Hotch outlined about $2 million in upcoming grant requests for Phase II of the project, which involves finishing the interior, completing exhibits, parking and landscaping, including an outdoor mosaic and a boardwalk.
The full bill for completion – with all the extras – is $3.9 million. “I’m thinking and trusting we’ll get the whole thing,” Hotch told the crowd.
Hotch was philosophical this week when asked if raising the amount and completing the project in 17 months was realistic. “None of this is realistic. The whole thing’s not realistic. It’s bigger than Klukwan but we’re going for it. I know we have a lot of support outside Klukwan.”

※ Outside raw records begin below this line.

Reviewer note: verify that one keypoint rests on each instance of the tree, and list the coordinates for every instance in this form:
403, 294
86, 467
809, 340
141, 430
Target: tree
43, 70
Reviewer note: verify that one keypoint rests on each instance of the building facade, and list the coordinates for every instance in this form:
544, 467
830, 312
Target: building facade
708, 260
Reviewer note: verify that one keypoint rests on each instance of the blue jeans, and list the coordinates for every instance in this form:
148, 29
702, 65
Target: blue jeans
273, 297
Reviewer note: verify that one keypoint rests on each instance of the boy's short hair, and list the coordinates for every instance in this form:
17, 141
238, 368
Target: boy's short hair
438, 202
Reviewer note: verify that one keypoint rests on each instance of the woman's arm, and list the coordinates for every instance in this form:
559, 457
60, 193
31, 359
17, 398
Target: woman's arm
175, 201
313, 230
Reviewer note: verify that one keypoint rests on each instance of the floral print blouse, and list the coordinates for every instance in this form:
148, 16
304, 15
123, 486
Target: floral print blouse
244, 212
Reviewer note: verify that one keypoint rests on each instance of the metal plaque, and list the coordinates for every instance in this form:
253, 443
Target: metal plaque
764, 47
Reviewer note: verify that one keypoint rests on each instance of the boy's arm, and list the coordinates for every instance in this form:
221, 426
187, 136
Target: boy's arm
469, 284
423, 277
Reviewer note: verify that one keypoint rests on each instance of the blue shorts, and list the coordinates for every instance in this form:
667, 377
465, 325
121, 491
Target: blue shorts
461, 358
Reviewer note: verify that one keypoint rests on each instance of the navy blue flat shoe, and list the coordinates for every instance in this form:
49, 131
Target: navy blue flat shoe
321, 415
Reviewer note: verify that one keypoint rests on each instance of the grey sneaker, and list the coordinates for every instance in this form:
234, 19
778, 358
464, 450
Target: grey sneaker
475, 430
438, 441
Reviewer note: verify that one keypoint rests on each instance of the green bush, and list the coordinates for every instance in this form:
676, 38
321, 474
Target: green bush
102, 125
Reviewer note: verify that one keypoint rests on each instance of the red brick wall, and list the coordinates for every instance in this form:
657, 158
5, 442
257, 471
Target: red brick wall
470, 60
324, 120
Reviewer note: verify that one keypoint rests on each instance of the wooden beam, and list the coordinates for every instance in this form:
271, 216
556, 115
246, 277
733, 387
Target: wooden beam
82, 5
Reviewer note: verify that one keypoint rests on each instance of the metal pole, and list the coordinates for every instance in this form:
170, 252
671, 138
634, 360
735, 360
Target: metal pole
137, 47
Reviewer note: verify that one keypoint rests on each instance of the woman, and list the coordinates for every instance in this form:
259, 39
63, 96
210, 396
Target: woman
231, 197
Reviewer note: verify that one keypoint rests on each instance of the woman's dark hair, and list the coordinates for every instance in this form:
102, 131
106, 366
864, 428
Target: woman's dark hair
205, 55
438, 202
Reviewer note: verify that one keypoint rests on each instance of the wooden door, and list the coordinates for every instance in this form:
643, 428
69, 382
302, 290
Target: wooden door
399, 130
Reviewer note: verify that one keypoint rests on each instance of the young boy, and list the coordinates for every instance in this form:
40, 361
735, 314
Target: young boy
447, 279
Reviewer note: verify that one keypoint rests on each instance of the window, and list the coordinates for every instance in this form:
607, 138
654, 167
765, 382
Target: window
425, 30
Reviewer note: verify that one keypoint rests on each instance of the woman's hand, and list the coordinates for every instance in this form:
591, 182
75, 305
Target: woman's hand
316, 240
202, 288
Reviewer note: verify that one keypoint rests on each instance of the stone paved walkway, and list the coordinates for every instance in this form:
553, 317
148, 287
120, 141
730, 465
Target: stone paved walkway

Hotch said Friday there’s about $200,000 remaining from a $3.5 million state grant that paid for the project’s Phase 1, reaching completion now with the installation of yellow cedar corner boards on the center’s exterior.
Upcoming requests will include $750,000 from the Rasmuson Foundation, $600,000 from the Murdoch Charitable Trust, $350,000 from Art Place, $150,000 from Surdna Foundation, $40,000 from the National Park Service, and $43,000 from the Institute of Museum and Library Services.
Those sources would still leave the project about $1.8 million short of completion, and Hotch said this week she’ll be looking for a grant from the Alaska Legislature to help fill that gap.
“These (grant requests) are all competitive. We don’t know if we’re going to get them. We’re a small community and we’re trying to do a big thing. If you want to support the project in another way, you can write to the legislature and write to the governor,” Hotch said at the dinner.
Hotch said the center will include four major exhibits: a “cultural landscape map,” the clan house (which will incorporate historic Whale House carvings), subsistence and Chilkat weaving. Those exhibits will cost $710,000. Several grants already have been received for exhibit work including $50,000 from the National Endowment for the Arts for the cultural map and several others from the National Park Service and IMLS.
Hotch said the center’s interior contains stacks of wood and piles of wood chips from carvers using adzes, who’ll work through the winter to make wallboards for the replica clan house, using spruce beams from Klukwan. “It has special significance to us because they’re our trees and our carvers are working on it.”
The building costs $2,000 per month to heat during the winter. Hotch said contractor Dawson Construction has said completion of the center would take 6-7 months, once funding is secured. Exhibits would be installed after that, she said.
Hotch said the replica clan house, featuring the Whale House pieces, will be available for clan ceremonies. The four house posts and wall screen of the Whale House are considered some of the finest pieces of indigenous Northwest Coast art, but they won’t be under glass, Hotch said.
“It’s a new concept. We’re breaking ground on that idea. It’s not a museum. It’s a cultural center. The Ganaxteidi clan will be able to use that space for their ceremonies,” she said.
In addition to an agreement with the Ganaxteidi clan to display the Whale House pieces, JKHC has a loan agreement to use Chilkat pieces from the Strong family collection. Display of other ceremonial pieces will be dependent on agreements with respective clans that own them, Hotch said.
Besides adzing of clan house sections, projects for the upcoming winter include preparing for tours, starting to design a cultural landscape map, and writing grant proposals for the center’s Chilkat weaving and subsistence displays, Hotch said. “We’re moving toward the finish line on a 16-lane highway. We’re on a lot of different lanes and they’re beginning to converge.”